City moves to trademark logo
Staff Writer | May 3, 2023 1:00 AM
SANDPOINT — Sandpoint officials are taking steps to trademark the city's logo.
City Administrator Jennifer Stapleton said the move simply addresses something that was something overlooked when Sandpoint officials selected the design as part of a contest more than a decade ago. It is not, she added, in response to any particular message or group, nor is it political, she added.
"It was an oversight that it hadn't been done before," she added. "This is simply crossing the Ts and dotting the Is."
Stapleton said the city revised its logo 10-15 years ago, building into city code protections for its ownership and outlining how it can be used. A formal trademark of the image was simply overlooked at that time.

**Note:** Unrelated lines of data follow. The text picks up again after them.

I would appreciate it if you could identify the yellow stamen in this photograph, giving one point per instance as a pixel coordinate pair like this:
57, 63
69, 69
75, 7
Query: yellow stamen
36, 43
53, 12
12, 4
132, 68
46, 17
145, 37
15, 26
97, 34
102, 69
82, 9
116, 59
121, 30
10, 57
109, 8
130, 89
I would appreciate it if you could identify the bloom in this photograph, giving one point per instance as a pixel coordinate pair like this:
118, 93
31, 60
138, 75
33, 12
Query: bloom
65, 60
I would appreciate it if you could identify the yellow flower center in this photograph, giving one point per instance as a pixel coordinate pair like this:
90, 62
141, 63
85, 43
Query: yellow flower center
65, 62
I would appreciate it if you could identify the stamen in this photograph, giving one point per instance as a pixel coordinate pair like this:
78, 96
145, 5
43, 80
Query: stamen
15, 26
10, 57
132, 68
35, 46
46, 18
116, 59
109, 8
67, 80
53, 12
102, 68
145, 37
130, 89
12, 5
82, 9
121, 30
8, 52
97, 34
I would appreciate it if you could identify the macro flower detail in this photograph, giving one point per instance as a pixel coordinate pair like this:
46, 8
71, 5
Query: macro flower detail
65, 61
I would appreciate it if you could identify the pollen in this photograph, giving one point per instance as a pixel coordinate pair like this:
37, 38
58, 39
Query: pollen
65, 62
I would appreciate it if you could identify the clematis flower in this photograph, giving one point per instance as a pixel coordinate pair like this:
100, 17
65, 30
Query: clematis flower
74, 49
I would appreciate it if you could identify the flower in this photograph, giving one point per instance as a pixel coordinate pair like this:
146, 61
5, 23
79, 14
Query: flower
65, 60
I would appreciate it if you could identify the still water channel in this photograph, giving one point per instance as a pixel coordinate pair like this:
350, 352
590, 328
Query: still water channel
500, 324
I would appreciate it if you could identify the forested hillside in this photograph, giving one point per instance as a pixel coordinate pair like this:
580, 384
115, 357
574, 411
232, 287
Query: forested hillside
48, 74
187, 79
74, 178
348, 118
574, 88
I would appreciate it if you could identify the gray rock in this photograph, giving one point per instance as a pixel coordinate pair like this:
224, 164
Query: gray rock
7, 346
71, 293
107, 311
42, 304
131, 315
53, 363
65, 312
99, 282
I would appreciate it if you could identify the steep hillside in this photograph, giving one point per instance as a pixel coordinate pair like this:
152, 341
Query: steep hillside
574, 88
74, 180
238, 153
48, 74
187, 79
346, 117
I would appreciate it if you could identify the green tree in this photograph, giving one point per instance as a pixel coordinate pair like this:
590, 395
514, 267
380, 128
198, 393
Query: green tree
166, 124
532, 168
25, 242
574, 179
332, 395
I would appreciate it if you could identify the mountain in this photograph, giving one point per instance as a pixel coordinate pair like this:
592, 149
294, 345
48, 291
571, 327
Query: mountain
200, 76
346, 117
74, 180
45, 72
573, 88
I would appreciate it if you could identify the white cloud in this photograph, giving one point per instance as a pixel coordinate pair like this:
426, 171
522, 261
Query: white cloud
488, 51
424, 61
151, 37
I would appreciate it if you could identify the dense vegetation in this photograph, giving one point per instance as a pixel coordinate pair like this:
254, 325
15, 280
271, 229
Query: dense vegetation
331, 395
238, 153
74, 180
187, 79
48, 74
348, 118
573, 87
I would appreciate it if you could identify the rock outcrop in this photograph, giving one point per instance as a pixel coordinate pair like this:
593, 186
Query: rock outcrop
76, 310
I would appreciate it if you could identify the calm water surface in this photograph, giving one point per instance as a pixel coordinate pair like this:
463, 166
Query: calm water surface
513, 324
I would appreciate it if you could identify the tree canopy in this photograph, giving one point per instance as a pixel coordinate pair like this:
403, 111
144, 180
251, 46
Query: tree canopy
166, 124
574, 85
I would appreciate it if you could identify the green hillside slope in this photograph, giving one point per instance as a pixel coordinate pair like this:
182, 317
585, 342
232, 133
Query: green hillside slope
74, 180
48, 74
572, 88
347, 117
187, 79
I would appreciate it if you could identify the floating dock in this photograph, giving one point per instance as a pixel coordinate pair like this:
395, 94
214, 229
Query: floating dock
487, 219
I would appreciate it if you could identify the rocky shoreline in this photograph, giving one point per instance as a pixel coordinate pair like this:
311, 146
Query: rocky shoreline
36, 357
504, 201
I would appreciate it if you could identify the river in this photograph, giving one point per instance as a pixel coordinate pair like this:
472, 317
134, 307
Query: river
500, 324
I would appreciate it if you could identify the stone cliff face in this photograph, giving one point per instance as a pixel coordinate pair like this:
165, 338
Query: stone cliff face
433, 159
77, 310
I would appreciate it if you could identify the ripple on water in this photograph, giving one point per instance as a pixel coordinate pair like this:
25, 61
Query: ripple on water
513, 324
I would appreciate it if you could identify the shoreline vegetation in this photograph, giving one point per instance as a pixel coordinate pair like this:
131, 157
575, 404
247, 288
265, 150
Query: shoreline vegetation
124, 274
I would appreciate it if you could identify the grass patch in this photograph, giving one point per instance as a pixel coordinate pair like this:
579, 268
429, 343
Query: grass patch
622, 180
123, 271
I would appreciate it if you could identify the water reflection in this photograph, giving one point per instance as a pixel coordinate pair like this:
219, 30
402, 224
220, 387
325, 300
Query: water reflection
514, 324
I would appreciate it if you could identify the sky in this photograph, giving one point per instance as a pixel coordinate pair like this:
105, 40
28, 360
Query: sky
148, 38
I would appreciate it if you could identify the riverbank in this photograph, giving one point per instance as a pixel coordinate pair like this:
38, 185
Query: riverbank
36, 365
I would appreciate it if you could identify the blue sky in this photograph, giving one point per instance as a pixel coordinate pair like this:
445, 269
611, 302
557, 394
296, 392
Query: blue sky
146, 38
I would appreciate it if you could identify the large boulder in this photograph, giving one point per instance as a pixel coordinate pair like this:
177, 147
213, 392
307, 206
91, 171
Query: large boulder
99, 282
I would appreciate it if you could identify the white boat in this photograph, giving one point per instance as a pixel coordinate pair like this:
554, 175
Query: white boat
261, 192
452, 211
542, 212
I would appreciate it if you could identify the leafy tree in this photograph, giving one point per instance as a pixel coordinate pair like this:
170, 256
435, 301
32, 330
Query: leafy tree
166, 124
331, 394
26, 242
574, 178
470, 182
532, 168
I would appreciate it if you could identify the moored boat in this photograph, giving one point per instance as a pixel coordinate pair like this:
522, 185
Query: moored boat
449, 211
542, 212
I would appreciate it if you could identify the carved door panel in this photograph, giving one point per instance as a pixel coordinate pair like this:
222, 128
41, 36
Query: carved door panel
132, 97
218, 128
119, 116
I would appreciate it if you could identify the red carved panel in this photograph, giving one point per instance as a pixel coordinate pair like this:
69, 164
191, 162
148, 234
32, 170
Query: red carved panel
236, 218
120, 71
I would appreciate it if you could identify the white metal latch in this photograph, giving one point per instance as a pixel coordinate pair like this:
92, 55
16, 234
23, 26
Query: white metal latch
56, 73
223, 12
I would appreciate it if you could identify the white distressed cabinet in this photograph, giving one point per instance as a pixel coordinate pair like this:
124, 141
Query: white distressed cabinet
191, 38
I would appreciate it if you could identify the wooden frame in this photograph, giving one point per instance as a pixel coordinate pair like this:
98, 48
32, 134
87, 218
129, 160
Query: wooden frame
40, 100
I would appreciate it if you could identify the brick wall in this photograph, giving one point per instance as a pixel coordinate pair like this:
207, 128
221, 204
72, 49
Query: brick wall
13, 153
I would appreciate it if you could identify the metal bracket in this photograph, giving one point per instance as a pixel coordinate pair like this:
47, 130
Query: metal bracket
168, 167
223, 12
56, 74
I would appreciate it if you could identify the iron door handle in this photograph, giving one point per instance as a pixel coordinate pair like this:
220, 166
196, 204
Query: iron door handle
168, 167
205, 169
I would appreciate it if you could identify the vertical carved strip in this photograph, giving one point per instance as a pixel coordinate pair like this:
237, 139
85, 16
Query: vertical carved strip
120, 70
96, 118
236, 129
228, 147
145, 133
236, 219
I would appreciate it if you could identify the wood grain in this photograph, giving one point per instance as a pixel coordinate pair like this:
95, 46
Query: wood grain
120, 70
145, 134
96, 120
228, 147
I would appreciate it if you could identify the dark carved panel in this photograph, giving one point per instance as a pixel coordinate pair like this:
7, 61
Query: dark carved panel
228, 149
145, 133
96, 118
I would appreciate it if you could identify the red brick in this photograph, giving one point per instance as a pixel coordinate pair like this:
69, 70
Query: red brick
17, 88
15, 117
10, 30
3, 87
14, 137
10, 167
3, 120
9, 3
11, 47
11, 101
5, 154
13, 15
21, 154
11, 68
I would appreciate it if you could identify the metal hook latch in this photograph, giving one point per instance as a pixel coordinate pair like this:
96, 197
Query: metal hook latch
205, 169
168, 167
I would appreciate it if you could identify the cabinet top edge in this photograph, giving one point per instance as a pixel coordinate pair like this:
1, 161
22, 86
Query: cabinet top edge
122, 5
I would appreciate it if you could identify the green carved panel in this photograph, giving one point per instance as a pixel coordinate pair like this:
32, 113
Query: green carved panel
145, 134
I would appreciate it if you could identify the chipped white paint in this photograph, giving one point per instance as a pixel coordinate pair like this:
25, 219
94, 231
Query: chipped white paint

"It was just an action that we hadn't taken in the past because we didn't think about it," Stapleton said.
However, a recent decision by Boundary County commissioners to trademark the county's seal problem city officials to put in motion plans to trademark the city's logo.
Stapleton said the city was advised by its attorney that the trademark application could be done administratively and didn't require council action. While the city is protected by its existing city code, the trademark adds another level to help prevent confusion.
"This is about protecting the city's message and the logo signifies it is the official message of the city," Stapleton said.
The move is not an uncommon one with more organizations, political groups, and governments taking steps to formally protect the images with a trademark — similar to what is seen with businesses and corporations.
The city's logo helps identify that the message comes from Sandpoint to prevent potential confusion in whether a message comes from the city.
"This is not about any particular message or any particular group," Stapleton said. "This is just working to prevent confusing messaging to the community."
With the current culture of divisiveness, Stapleton said the city's elected officials have worked hard to stay focused on the business of running the city and staying out of that division.
"The protection helps further in keeping us in that land of serving the residents," Stapleton said.
With the trademark, potential infringement would apply to anyone using it in a way not outlined by the city. Trademark infringement is prosecuted civillly, but is not a criminal act, according to rocketlawyer.com. Instead, lawsuits over trademark infringement typically require an individual to stop using the trademark and may be asked to return any profits made off the infringing use or pay damages for the use of the trademark.
According to the Idaho Secretary of State, a trademark is defined as “a word, name, symbol or device or any combination thereof used by a person, company or partnership to identify and distinguish services or goods, including a unique product or service."